Detailed Narrative
Robust Store Network Expansion and Strategic Relocations
Medplus Health demonstrated strong network expansion in Q3 FY26, adding a net of 182 stores, bringing the total store count to 5,112 across 2.6 million square feet. This contributes to 400 net additions for the current financial year, with an outlook to add 600 new stores by FY26 end. The company strategically managed 46 store closures, with 17 being relocations and 7 converting to franchisee models, optimizing its footprint.
Diversified Revenue Mix and Margin Performance
The company's revenue mix shows private label sales constituting 22.2% of total revenues in Q3 FY26, with pharma at 11.6% and FMCG at 10.6%. On a GMV basis, private label pharma sales reached 18.9%, significantly up from 7.9% prior to the launch of MedPlus branded products. Consolidated operating EBITDA stood at ₹96.8 crores (5.4% margin), while pharmacy operating EBITDA was ₹92.5 crores (5.2% margin), with stores older than 12 months achieving a 5.8% operating EBITDA margin.
Strong Growth and Margin Improvement in Diagnostics Segment
The diagnostics segment exhibited robust performance, with revenue growing to ₹326.7 million in Q3 FY26, a notable increase from ₹274.7 million in Q3 FY25. This growth translated into a significant improvement in operating EBITDA, which reached ₹50.7 million in Q3 FY26 compared to ₹22.1 million in Q3 FY25, resulting in an impressive 15.5% operating EBITDA margin. The company also reported 1,80,000 active plans covering 3,68,000 lives by December 31, 2025.
Optimized Working Capital and Inventory Management
Medplus Health maintained efficient working capital management, with net working capital at 53 days in Q3 FY26. Inventory in warehouses was optimized to 34 days, and for stores older than 12 months, it stood at 35 days. The introduction of the franchisee model has also contributed to working capital efficiency by reducing inventory carried on the company's books by ₹15-18 lakhs per store.

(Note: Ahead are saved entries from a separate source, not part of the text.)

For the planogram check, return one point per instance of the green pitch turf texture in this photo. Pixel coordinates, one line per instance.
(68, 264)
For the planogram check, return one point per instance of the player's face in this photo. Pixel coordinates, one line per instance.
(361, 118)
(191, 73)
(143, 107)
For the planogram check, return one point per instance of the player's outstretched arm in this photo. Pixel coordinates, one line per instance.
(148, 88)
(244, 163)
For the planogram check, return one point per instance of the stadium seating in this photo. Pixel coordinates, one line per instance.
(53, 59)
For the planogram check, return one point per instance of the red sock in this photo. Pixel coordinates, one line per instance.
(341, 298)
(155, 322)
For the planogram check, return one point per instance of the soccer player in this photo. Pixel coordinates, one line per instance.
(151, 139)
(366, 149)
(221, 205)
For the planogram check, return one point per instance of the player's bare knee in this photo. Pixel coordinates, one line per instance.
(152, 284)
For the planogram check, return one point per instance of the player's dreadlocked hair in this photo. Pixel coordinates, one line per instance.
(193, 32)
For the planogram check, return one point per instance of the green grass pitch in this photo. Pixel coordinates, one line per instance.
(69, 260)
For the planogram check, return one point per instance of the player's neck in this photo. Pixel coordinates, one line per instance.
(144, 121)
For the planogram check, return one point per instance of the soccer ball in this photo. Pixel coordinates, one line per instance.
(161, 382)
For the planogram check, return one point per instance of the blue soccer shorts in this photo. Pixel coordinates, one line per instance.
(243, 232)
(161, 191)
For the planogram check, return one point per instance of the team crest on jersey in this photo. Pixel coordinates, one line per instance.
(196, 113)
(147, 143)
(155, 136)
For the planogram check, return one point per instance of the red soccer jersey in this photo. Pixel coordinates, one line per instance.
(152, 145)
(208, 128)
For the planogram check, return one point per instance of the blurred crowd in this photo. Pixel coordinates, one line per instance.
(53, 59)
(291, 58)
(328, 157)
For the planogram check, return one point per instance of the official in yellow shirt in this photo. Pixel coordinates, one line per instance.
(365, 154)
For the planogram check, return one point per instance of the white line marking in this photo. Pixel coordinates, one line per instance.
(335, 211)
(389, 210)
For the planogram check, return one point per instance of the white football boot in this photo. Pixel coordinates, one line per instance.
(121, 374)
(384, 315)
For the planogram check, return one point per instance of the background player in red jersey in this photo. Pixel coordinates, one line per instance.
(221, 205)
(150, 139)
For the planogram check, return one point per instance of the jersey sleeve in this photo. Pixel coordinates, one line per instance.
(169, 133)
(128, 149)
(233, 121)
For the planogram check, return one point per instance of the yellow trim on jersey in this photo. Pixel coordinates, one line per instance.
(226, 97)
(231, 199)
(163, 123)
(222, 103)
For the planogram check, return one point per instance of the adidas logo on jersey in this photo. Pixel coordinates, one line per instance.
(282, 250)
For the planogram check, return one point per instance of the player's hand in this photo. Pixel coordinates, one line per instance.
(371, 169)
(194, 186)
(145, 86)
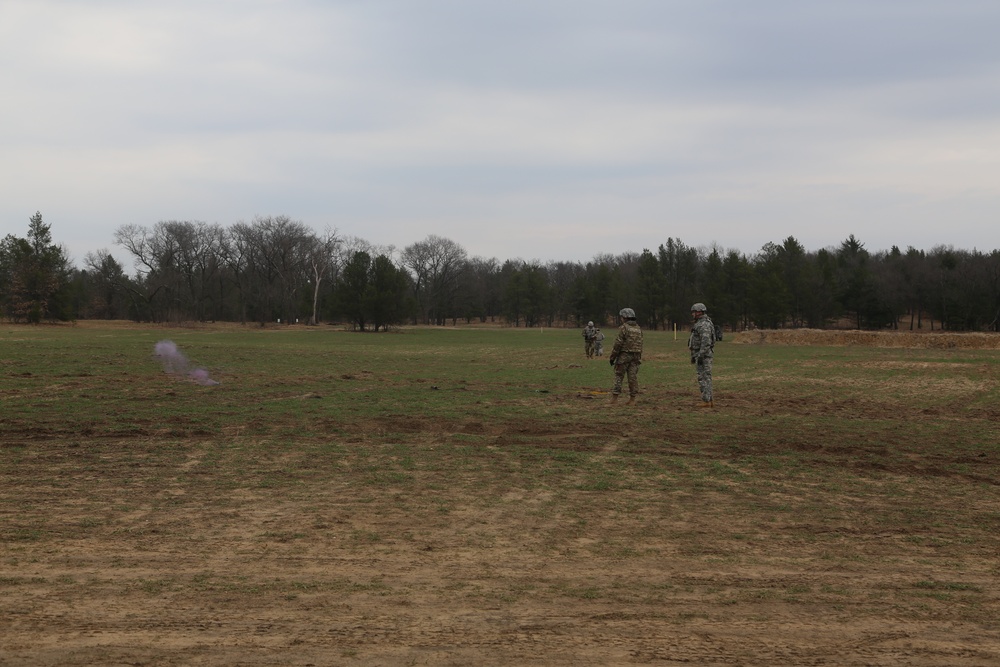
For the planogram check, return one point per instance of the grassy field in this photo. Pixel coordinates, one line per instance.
(463, 496)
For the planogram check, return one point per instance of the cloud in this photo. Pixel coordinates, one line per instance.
(548, 130)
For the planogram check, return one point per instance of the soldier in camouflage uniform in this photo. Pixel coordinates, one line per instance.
(702, 346)
(626, 355)
(588, 339)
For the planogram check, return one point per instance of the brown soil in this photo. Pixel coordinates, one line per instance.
(868, 338)
(124, 556)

Incentive Structure Driving SSSG and Private Label Growth
The company's Same-Store Sales Growth (SSSG) exceeded 10%, attributed to a revised incentive structure that now considers total store-level sales (branded and private label) rather than just private label. This change, coupled with improved product availability from new warehouses, is effectively driving both branded pharma and private label non-pharma sales. Management expects gross margins to remain stable and is bullish on the non-pharma private label segment's growth potential.
One-off Expense and Monitoring of New Labour Code
Medplus Health incurred a one-off📎 nonrecurring expense of ₹70.59 million in Q3 FY26, related to past service costs due to the implementation of the new Labour Code. Management clarified this as a one-time📎 charge and is closely monitoring the evolving regulations, expecting more clarity by March or April. This indicates a cautious approach to potential future impacts of regulatory changes.